Este não é um momento para mudar de assunto, de dar um tempo, de escrever sobre o começo do outono, sobre as pequenas esperanças e aflições que surgem no meio do caminho. Isto faz bem, mas no meio do caminho cresceu e se ramifica um projeto de poder autoritário bloqueando a passagem do futuro. O projeto bolsonarista de um segundo mandato representa uma ameaça real à democracia brasileira e precisa ser enfrentado. Trata-se uma escolha de vida.
Isto que os juristas chamam nos livros de Estado Constitucional de Direito, com maiúsculas, está sendo desconstruído em nossa frente diante da apatia preocupante dos demais poderes da República e da sociedade. Vale tudo. Do elogio da tortura à prática de corrupção e defesa de formas ditatoriais de governo.
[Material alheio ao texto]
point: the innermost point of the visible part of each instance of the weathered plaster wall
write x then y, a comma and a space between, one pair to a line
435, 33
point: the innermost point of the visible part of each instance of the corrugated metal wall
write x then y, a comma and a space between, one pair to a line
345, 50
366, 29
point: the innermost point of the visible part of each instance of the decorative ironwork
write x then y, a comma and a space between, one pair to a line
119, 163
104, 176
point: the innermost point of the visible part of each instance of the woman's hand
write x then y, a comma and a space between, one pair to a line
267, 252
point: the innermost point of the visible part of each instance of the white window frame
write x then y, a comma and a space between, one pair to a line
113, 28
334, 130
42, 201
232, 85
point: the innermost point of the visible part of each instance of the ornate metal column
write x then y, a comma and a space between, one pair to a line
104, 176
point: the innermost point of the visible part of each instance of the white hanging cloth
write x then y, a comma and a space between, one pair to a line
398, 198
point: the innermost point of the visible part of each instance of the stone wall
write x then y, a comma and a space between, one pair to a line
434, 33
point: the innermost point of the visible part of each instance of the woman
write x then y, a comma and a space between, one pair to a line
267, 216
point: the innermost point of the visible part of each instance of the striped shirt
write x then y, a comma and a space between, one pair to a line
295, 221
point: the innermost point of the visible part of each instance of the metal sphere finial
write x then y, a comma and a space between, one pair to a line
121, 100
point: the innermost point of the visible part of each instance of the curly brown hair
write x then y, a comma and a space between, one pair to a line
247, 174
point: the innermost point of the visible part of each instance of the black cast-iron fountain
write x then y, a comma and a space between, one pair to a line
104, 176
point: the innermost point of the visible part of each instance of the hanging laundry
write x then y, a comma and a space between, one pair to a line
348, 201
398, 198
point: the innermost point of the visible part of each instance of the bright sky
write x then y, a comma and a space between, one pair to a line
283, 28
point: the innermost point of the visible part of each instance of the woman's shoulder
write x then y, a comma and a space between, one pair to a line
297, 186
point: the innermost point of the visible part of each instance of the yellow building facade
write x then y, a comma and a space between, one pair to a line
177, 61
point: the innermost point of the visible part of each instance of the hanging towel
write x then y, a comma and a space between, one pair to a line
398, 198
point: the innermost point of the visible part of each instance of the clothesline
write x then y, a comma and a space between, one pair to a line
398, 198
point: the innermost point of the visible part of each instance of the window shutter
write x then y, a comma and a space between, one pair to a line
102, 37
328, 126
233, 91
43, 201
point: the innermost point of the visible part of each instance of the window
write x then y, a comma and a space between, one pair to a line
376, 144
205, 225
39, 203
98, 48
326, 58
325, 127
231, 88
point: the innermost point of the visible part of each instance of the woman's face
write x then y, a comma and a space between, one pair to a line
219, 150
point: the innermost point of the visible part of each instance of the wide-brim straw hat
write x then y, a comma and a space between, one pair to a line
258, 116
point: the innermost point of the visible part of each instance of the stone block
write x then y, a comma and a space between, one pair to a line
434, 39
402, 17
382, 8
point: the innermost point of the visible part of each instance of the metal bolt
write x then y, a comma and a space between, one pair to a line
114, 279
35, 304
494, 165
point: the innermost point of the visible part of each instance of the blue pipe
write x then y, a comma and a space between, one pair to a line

As anomalias são abertamente manifestadas, diante da omissão de órgãos dos demais poderes encarregados de opor limites aos abusos do executivo.
Aos poucos, os mecanismos de controle institucional e social sobre o governo Bolsonaro foram afrouxados. Exausta, a sociedade parece insensível e assiste sem reação à desembaraçada movimentação dos fascistas no governo.
Basta uma comparação com os mandados de outros presidentes eleitos no período pós-ditadura, em especial Lula e Dilma, para constatar uma nítida diferença. Bolsonaro reduziu a vigilância institucional sobre seu governo, ampliando largamente seu espaço de tolerância na mídia. Do impeachment há muito nem se fala. Um acerto com o presidente da Câmara encerrou a questão. Não se sabe a que preço.
Seu governo é considerado um fracasso político, econômico e social, com inflação e desemprego em níveis catastróficos. Conduzido por uma gestão primária e corrupta, em que ministros e funcionários são escolhidos por afinidades com a igreja evangélica, a extrema direita e os negócios paralelos. Qualquer outro governante estaria sob pressão mais intensa, conforme prescrito pelas leis de funcionamento da democracia.
O capitão investido de presidente limita-se a brincar e a fazer piadas quando indagado. Uma estatal manobra verbas via orçamento secreto, distribuídas para congressistas do Centrão. E daí? Na semana seguinte, Bolsonaro se reúne com pastores do MEC, pivôs de um escandaloso esquema de negócios dentro do ministério da Educação. São fatos que envolvem pessoalmente o presidente, em seguida colocados sob sigilo. Ato de censura que a Constituição proíbe.
Um país que se prepara para uma eleição historicamente decisiva precisa colocar em sua pauta os temas desta conversação. Eles mostram que estamos vivendo uma realidade fantasiosa, à beira do abismo. Uma realidade tem como pano de fundo uma sociedade marcada pela violência estrutural, a desigualdade, o racismo e outras formas de discriminação e violência estatal contra os pobres e os direitos básicos das pessoas.
Constitui um mistério que essa discussão seja mantida à sombra, encoberta pelas pesadas nuvens de uma ditadura que já passou e se arrastam de novo em nossa direção. É uma conversação necessária que não chega às ruas e à mesa do brasileiro. Não transita pelas esquinas, entra nas escolas, nas academias de pilates, nas antessalas dos teatros, nos botequins.
No entanto, está em jogo nossa escolha fundamental sobre como queremos viver, se sob opressão ou se prezamos o direito à liberdade, ameaçada por um sombrio silêncio a respeito do discurso e das práticas autoritárias da caricatura bisonha de um candidato a ditador fascista.
Um clima de violência política espalha-se sorrateiramente pelos ares e corredores, como um gás que sufoca e encobre a visão. Diante dessa tentativa de normalização da barbárie, o historiador e professor da UFRJ Francisco Carlos Teixeira propõe aos democratas uma saída. Diz ele que nesta eleição não vamos simplesmente eleger o novo presidente da República. “O momento histórico que vivemos é de combate ao fascismo. Não educar a opinião publica e ir de imediato para as trincheiras travar essa luta será um erro fundamental.”